It places them into a judgemental category, where they’re ‘never going to be good’, Whereas, in many cases these are countries with a dedicated effort to making things right.
Let’s help them first and foremost, and reward them for those efforts by putting them on a priority list rather than on a risk list.
I think that the EU’s perspective on setting guidelines can be ambitious, but global economic realities complicate things. Besides, if the EU closes its doors, companies could just say ‘Okay, fine. We’ll just go to Brazil or China.’ There has to be a balance. If it’s black and white, as in, ‘this country is bad, because of X, Y or Z’, then what are you going to do with that information? It’s so negative, so counterproductive.
And have we checked our own backyard? Are we really that good? Look at deforestation in France. Everyone visits Versailles, but what was there before?
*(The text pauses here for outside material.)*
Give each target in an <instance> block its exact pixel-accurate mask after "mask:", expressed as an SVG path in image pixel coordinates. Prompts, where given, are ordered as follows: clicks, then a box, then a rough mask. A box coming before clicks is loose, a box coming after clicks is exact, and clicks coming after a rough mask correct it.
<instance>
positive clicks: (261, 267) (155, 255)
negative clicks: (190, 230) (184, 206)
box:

The world we live in is complex, but nothing worth doing is easy. Let’s gather all the smart people in a room, get the info, and take a pragmatic, objective view to understand the problems. Let’s see businesses as part of the solution rather than just the problem we need to address.
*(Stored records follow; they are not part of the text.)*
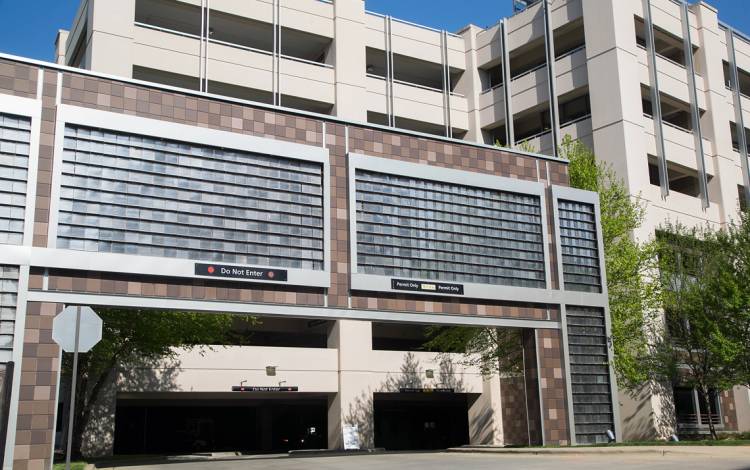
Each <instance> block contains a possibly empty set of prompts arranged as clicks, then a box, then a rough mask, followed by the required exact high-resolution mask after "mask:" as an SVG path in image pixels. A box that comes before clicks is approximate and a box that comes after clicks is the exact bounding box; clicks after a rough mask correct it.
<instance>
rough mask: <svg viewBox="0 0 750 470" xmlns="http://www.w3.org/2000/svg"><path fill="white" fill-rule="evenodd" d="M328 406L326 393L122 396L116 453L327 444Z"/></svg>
mask: <svg viewBox="0 0 750 470" xmlns="http://www.w3.org/2000/svg"><path fill="white" fill-rule="evenodd" d="M327 409H328V401H327V399H326V398H322V399H307V398H305V399H297V400H289V399H256V398H252V399H210V400H209V399H198V400H186V399H178V400H175V399H171V400H132V399H127V400H122V399H120V400H118V401H117V410H116V413H115V454H121V455H122V454H189V453H195V452H230V451H231V452H243V453H274V452H287V451H290V450H299V449H325V448H326V447H327V442H326V440H327V435H328V434H327V433H328V431H327Z"/></svg>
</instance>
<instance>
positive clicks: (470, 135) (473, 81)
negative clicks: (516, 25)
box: [456, 25, 483, 142]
We’ve been engaging extensively with stakeholders who have been, for various reasons, very vocal and critical about our industry. Today, I still feel they have the right to be critical about certain things, but now they’re saying, ‘Here’s how we can improve your forest-positive roadmaps, because these elements are missing’.
There’s an implicit acknowledgment that what we’ve developed isn’t too bad but can always be improved, which we appreciate. This has created a space for a constructive dialogue on making the world a better place for people and planet, with everyone around the table.
Facing a fair amount of constructive criticism is never a bad thing. I really sense things are changing in the right direction, and these Coalitions of Action are not just game-changers for the industry but are also significantly contributing to the Sustainable Development Goals. The clock is ticking.